Als Reaktion auf den Putsch breiteten sich im ganzen Land friedliche Proteste und eine Kampagne des zivilen Ungehorsams aus. Es ist auch eine wachsende bewaffnete Widerstandsbewegung entstanden, bei der Zivilisten zu den Waffen greifen, um ihre Gebiete vor militärischer Repression zu verteidigen. Bachelet warnte vor „der alarmierenden Möglichkeit eines eskalierenden Bürgerkriegs“.
In den vergangenen Tagen musste nach Zusammenstößen zwischen dem Militär und seinen Gegnern Medienberichten zufolge praktisch die gesamte Bevölkerung einer Stadt im Westen Myanmars mit 7.500 Einwohnern fliehen.
Das von der Junta kontrollierte Global New Light of Myanmar sagte, das Militär sei von „etwa 100 Terroristen“ überfallen worden, als es Thantlang im Bundesstaat Chin nahe der Grenze zu Indien patrouillierte.
Anwohner begannen am Montag zu fliehen, nachdem Soldaten laut einem Anwohner, der anonym mit AFP sprach, „anfingen, willkürlich aus den Fenstern von Häusern in der Stadt zu schießen“.
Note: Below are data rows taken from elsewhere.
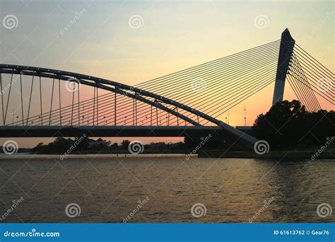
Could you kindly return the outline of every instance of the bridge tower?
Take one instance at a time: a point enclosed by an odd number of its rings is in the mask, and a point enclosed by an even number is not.
[[[286,28],[281,34],[272,105],[283,100],[285,79],[286,79],[286,74],[288,70],[290,59],[293,51],[295,42],[295,41],[290,35],[290,31]]]

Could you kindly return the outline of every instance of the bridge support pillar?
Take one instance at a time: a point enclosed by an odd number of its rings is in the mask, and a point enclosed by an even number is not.
[[[293,51],[295,42],[295,41],[293,40],[292,36],[290,36],[290,31],[286,28],[281,34],[272,105],[283,100],[285,79],[286,79],[286,74],[288,73],[288,65],[290,64],[290,59]]]

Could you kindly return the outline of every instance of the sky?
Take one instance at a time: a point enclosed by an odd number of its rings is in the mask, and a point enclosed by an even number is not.
[[[332,1],[0,0],[0,62],[133,86],[279,40],[288,28],[300,47],[334,72],[334,13]],[[14,28],[4,28],[8,15],[17,19]],[[264,26],[255,23],[260,16]],[[139,28],[131,23],[134,16]],[[273,91],[270,85],[231,110],[230,125],[244,125],[245,105],[247,125],[252,125],[271,107]],[[284,99],[294,98],[286,85]],[[322,108],[334,110],[319,100]],[[20,147],[49,142],[15,140]]]

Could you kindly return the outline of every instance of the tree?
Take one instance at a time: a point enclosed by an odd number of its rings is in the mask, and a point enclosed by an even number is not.
[[[309,113],[298,100],[284,100],[277,103],[265,115],[259,115],[253,132],[272,148],[306,146],[324,142],[327,137],[334,135],[334,111]]]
Fast alle sind weg“, sagte er und fügte hinzu, dass er in einem nahe gelegenen Dorf mit etwa 500 Menschen Schutz suchte und dass mehrere Hundert bereits in Richtung Indien unterwegs waren.
Eine andere Bewohnerin sagte, sie sei drei Tage lang mit ihren älteren Eltern gereist, um Indien zu erreichen, nachdem Soldaten ihr Haus bombardiert hatten und die Kämpfe in der Stadt eskalierten.
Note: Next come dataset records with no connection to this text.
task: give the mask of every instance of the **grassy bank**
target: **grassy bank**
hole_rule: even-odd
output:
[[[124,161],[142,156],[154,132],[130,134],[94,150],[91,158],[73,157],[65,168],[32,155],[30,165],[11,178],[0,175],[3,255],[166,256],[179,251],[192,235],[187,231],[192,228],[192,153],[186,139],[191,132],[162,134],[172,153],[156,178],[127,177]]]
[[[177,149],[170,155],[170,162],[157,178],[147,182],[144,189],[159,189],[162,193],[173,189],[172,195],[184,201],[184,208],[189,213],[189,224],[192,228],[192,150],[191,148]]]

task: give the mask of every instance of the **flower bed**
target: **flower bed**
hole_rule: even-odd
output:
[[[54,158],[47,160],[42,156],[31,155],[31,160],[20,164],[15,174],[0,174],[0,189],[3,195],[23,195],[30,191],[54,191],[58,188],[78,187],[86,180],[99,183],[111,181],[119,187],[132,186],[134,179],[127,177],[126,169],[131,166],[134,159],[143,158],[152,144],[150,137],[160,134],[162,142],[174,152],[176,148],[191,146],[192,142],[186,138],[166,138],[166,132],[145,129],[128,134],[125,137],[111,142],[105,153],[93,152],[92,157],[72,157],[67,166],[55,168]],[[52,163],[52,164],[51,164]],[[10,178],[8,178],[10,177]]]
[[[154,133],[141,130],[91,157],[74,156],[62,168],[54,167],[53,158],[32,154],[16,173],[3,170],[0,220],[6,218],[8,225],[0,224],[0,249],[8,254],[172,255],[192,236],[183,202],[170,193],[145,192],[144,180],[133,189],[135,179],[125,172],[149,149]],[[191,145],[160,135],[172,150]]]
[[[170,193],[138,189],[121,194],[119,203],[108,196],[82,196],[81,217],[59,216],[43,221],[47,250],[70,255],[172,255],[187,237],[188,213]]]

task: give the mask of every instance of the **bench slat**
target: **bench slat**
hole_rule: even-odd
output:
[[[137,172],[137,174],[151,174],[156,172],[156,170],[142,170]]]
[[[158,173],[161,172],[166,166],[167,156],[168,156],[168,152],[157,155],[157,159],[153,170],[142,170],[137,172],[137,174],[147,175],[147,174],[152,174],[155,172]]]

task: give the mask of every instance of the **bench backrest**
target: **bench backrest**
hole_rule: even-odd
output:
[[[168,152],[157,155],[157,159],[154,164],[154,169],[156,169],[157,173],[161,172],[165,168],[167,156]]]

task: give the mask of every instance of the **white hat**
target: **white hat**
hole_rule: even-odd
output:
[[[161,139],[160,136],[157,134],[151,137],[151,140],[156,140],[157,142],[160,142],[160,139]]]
„Ich hätte nie daran gedacht, aus meinem eigenen Haus zu fliehen, selbst nachdem das Militär es bombardiert hatte … aber als es schlimmer wurde … musste ich schließlich fliehen“, sagte sie der Nachrichtenagentur AFP unter der Bedingung der Anonymität.
Die unabhängige Zeitung Myanmar Now berichtete, dass Soldaten einen Baptistenpastor erschossen haben, der nach draußen gegangen war, um Brände zu löschen. Seine Leiche wurde mit fehlendem linken Ringfinger entdeckt, sagte der Vorsitzende der Thantlang Association of Baptist Churches und fügte hinzu, er glaube, Truppen hätten seinen Ehering gestohlen.
Der Junta-Sprecher Zaw Min Tun wies solche Berichte als Fake News zurück. Er sagte, 20 Häuser und ein Regierungsgebäude seien nach einem Zusammenstoß am 18. September bei einem Brand zerstört worden.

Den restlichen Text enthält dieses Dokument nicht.